Rebeca comenzaba a desesperarse. Se interpuso en el camino de su madre y la tomó con firmeza de los hombros para detenerla y exigir su atención.

—Háblame claro. No me iré de La Costa sin una explicación convincente.

Marian bajó los hombros en señal de derrota, las lágrimas se le agolparon en los ojos y le empañaron la visión.

—No puedes acercarte a Gabriel Veldetta, está maldito como todos en esta sociedad y como lo estuvo tu padre —confesó entre sollozos contenidos—. Pero Gabriel, además de esa maldición eterna, está condenado. Ildemaro se ha encargado de marcar su vida.

Rebeca la observó con el ceño fruncido, no comprendía sus palabras, aunque imaginaba que tenían algo que ver con la profecía de la que Gabriel le había hablado.

—No te comprendo, mamá, pero no puedo irme. Me quedaré junto a Gabriel.

—¡¿Estás loca?!

—¡Claro que lo estoy y sé que tú entiendes mis razones!

Marian no pudo evitar que las lágrimas se le desbordaran. Se alejó con brusquedad de su hija y retomó su labor.

—Ildemaro no los dejará mantener ningún tipo de relación.

—Él no podrá separarnos.

—¡¿Y qué fue lo que hizo hace unos minutos?! —gritó Marian con desesperación. Rebeca se abrazó a su cuerpo y se esforzó por detener el llanto. Le dolía la actitud de su madre y las intrigas que la envolvían.

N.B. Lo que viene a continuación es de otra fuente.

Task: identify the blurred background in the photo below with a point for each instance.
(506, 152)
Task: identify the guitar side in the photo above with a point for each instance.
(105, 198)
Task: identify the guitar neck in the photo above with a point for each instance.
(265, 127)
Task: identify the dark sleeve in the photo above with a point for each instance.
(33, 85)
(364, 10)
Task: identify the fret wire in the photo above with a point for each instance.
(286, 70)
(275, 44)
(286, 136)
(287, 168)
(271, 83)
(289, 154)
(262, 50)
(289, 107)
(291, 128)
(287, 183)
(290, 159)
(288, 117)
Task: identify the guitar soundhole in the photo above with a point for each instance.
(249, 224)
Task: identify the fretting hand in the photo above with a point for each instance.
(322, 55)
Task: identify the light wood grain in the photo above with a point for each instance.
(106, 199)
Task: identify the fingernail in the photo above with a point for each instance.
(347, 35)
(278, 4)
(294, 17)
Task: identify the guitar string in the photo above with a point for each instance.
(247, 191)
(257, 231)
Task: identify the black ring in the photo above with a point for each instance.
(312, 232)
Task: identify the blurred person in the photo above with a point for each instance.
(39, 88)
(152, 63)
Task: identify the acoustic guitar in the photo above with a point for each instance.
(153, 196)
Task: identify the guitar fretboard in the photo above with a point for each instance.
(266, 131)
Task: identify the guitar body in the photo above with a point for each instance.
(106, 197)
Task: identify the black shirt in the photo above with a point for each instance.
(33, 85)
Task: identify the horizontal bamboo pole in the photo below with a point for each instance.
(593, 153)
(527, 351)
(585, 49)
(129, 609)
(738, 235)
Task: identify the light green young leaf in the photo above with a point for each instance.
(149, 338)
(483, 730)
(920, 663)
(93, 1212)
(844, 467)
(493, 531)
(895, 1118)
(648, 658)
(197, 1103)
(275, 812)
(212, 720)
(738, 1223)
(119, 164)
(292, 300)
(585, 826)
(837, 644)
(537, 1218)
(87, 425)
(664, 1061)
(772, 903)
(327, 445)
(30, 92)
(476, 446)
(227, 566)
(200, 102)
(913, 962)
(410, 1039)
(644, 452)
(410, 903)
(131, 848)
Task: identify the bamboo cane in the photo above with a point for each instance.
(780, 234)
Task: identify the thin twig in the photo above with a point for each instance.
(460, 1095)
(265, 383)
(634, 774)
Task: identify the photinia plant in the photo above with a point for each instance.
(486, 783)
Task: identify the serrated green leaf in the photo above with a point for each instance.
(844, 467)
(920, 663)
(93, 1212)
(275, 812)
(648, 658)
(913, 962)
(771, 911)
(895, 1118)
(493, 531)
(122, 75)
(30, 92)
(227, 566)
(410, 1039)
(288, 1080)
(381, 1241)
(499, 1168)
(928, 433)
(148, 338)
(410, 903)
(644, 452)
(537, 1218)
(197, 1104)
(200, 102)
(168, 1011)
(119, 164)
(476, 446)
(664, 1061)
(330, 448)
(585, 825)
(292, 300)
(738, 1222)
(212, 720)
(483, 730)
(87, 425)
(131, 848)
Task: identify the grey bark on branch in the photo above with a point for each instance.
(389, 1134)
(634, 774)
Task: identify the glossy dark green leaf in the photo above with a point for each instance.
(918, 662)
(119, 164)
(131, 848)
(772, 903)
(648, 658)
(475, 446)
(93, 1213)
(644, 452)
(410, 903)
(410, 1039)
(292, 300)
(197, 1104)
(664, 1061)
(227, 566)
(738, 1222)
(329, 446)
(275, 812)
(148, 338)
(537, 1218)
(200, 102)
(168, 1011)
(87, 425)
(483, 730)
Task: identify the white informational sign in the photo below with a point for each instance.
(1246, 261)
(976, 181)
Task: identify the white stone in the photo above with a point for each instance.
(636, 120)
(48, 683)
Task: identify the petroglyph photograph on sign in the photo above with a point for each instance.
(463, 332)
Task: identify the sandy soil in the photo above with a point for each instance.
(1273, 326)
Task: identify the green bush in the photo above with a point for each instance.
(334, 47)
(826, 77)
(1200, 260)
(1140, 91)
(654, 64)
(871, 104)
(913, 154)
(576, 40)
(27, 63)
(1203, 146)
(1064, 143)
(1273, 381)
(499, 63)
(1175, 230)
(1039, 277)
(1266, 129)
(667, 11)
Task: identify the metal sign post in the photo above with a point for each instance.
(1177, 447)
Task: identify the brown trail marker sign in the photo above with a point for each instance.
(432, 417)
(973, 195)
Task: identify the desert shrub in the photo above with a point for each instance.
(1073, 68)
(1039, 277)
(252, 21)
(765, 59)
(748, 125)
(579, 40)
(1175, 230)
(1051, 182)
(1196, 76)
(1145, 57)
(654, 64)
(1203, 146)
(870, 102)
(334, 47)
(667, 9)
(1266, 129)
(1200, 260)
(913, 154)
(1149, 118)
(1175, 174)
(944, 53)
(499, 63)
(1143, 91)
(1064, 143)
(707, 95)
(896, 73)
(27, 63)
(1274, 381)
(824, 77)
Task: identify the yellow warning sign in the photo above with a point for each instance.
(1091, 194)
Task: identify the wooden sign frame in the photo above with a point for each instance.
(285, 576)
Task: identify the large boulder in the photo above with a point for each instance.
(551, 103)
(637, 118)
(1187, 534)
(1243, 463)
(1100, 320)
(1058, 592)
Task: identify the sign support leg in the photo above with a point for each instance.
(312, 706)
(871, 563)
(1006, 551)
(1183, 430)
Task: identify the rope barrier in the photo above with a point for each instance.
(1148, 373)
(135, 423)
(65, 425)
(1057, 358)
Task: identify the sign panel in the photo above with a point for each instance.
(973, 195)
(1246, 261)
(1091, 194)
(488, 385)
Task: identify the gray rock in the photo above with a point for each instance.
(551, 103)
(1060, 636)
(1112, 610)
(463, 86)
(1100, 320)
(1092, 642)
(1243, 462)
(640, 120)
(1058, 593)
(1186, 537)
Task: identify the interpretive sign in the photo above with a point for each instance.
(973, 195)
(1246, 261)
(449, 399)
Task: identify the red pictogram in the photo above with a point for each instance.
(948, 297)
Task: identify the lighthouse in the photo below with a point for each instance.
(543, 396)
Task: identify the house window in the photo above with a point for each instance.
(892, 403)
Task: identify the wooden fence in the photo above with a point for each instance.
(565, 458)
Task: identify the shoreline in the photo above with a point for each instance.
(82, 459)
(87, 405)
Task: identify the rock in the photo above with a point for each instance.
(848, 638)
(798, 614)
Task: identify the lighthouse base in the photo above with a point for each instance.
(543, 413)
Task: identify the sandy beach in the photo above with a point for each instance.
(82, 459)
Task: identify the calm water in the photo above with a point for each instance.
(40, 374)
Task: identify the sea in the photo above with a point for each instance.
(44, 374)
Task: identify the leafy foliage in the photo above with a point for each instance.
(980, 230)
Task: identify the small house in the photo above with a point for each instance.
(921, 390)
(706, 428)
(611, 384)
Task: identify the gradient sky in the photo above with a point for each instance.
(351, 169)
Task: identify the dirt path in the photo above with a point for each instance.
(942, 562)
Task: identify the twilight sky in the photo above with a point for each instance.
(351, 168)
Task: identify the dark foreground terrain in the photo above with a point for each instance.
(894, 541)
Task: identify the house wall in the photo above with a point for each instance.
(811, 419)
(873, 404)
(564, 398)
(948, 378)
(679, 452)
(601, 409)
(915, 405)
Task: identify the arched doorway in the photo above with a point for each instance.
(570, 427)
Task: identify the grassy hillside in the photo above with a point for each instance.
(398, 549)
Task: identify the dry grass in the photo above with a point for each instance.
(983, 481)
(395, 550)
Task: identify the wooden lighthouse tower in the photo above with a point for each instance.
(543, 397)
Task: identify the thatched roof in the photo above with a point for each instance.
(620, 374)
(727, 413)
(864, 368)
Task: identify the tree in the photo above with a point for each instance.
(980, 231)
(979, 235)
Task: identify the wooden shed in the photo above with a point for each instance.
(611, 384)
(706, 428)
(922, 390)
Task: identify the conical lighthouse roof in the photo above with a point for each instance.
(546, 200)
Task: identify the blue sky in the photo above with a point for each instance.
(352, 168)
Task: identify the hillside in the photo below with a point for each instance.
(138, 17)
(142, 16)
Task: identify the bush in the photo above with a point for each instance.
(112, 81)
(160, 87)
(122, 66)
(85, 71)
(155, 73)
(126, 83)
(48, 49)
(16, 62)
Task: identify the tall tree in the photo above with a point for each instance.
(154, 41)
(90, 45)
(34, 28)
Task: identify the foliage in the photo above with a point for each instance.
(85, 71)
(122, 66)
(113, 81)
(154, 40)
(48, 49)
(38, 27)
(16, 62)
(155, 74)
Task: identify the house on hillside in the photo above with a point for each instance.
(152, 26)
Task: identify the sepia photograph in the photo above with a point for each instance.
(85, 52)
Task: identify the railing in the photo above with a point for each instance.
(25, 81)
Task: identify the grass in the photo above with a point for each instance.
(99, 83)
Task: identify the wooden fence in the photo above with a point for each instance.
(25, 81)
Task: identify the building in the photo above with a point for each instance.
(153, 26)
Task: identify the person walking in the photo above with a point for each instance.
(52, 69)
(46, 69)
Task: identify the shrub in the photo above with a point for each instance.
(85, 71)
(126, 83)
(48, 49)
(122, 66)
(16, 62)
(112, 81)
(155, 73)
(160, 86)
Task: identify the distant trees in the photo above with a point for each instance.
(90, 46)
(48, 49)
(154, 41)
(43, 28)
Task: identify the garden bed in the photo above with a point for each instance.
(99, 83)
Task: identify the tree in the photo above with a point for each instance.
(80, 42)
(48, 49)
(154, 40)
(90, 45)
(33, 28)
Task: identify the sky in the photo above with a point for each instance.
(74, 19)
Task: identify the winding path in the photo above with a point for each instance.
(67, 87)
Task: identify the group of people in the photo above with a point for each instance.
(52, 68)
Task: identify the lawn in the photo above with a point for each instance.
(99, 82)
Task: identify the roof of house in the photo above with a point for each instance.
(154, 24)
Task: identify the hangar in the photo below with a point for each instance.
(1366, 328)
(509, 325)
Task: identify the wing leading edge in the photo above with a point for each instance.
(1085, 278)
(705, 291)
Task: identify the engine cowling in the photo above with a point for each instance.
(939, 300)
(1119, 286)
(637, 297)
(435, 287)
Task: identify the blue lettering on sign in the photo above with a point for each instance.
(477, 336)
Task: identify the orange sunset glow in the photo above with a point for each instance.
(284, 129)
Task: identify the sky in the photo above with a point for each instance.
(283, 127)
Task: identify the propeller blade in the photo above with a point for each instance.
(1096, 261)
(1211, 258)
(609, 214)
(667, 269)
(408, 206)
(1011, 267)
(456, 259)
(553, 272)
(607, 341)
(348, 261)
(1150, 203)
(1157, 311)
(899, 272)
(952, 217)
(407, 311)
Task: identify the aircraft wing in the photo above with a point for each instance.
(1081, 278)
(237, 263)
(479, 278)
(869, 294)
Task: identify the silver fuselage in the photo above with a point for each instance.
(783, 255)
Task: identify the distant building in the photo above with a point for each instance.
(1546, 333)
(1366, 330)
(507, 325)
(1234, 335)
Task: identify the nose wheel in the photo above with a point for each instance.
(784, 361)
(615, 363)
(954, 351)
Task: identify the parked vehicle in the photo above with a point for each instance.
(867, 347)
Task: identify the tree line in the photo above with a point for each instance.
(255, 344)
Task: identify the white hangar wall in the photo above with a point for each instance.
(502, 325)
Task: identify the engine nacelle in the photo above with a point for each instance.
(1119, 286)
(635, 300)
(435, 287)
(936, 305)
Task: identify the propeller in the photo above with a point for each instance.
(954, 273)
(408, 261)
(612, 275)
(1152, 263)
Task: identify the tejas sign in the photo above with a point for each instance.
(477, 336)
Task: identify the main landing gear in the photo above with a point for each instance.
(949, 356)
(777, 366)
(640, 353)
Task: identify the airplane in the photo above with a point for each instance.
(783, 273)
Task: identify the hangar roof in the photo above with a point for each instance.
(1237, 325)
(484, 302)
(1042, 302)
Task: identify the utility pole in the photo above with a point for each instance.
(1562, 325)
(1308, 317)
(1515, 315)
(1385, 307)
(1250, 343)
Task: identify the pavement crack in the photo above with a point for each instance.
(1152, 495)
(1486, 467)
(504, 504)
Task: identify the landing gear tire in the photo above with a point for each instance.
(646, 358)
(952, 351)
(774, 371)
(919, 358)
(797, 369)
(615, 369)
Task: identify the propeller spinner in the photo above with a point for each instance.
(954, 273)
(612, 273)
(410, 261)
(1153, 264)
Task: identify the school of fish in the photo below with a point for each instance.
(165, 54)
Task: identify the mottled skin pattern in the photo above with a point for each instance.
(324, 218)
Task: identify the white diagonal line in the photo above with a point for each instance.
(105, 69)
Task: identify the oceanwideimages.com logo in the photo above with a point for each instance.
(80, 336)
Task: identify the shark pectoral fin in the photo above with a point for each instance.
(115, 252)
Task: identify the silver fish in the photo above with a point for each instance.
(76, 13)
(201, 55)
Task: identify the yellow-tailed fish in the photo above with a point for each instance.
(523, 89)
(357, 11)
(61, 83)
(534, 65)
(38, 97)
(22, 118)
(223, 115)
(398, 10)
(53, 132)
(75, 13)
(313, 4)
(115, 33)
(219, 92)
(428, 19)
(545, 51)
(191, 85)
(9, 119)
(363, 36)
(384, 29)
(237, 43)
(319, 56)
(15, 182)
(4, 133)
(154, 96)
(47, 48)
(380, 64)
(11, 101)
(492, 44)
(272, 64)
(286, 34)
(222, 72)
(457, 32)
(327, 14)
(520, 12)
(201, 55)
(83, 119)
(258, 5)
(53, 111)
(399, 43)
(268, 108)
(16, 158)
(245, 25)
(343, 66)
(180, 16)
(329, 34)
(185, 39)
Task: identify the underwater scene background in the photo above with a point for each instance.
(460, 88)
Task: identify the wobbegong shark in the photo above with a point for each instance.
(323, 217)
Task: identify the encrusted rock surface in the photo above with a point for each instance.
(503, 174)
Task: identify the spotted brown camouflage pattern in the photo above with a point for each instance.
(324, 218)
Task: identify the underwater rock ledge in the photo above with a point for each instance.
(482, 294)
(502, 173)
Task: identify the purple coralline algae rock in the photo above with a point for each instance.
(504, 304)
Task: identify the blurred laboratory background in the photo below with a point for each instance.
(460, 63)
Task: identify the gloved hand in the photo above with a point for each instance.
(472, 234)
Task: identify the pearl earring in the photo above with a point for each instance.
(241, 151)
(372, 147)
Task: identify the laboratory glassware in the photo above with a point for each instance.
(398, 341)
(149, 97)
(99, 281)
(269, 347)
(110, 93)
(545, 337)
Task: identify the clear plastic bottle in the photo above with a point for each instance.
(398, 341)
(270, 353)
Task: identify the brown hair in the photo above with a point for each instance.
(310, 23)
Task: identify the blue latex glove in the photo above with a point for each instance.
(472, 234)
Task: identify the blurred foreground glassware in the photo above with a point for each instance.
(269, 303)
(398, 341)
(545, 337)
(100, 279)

—Lo manipula de alguna manera —intentó justificar la actitud de Gabriel, recordaba como Ildemaro había presionado algo que tenía guardado en el bolsillo de su pantalón.

—Cómo lo hace con todos en la sociedad —reclamó la mujer.

—Hay que detenerlo.

—¿Nosotras? —Marian interrumpió el trabajo que hacía para mirar a su hija fijamente con el rostro húmedo por el llanto—. Jamás podrás hacerte una idea del monstruo que habita en el alma de esta gente. Si con semejante fuerza no logran controlarlo, nosotras no seremos capaces de hacer nada.

Las duras palabras de su madre estremecieron a Rebeca de pies a cabeza. Abrió la boca para continuar la discusión, pero un fuerte rugido las sobresaltó a ambas.

—¡¿Qué fue eso?! —preguntó Rebeca alarmada y corrió hacia la puerta para salir a la calle.

—Hija, ¡espera! —vociferó Marian, pero la chica ya estaba afuera y oteaba las altas montañas cubiertas de selva que bordeaban a La Costa. Los escasos pobladores que se encontraban en la calle corrían asustados en busca de un refugio—. ¡Rebeca, entra a la casa, es peligroso!

Ella estaba sorda a los ruegos de su madre. La piel la tenía erizada. Aquel rugido no había sido el grito de advertencia de algún fiero animal, era un lamento, un dolor que se le impregnaba en los huesos y le desbocaba el corazón.

Corrió al interior de la casa y Marian fue tras ella, pero la mujer no logró ni siquiera cruzar la puerta, porque Rebeca volvió a salir como un torbellino. Había tomado las llaves del auto de su madre y se marchaba hacia el interior de la selva.

Marian trató de detenerla, sin éxito, sabiendo que nadie la contendría. Su hija acudía al llamado, el mismo al que ella había acudido años atrás cuando llegó a esa selva y conoció a su esposo.

Rebeca seguía a su destino y parecía aceptarlo.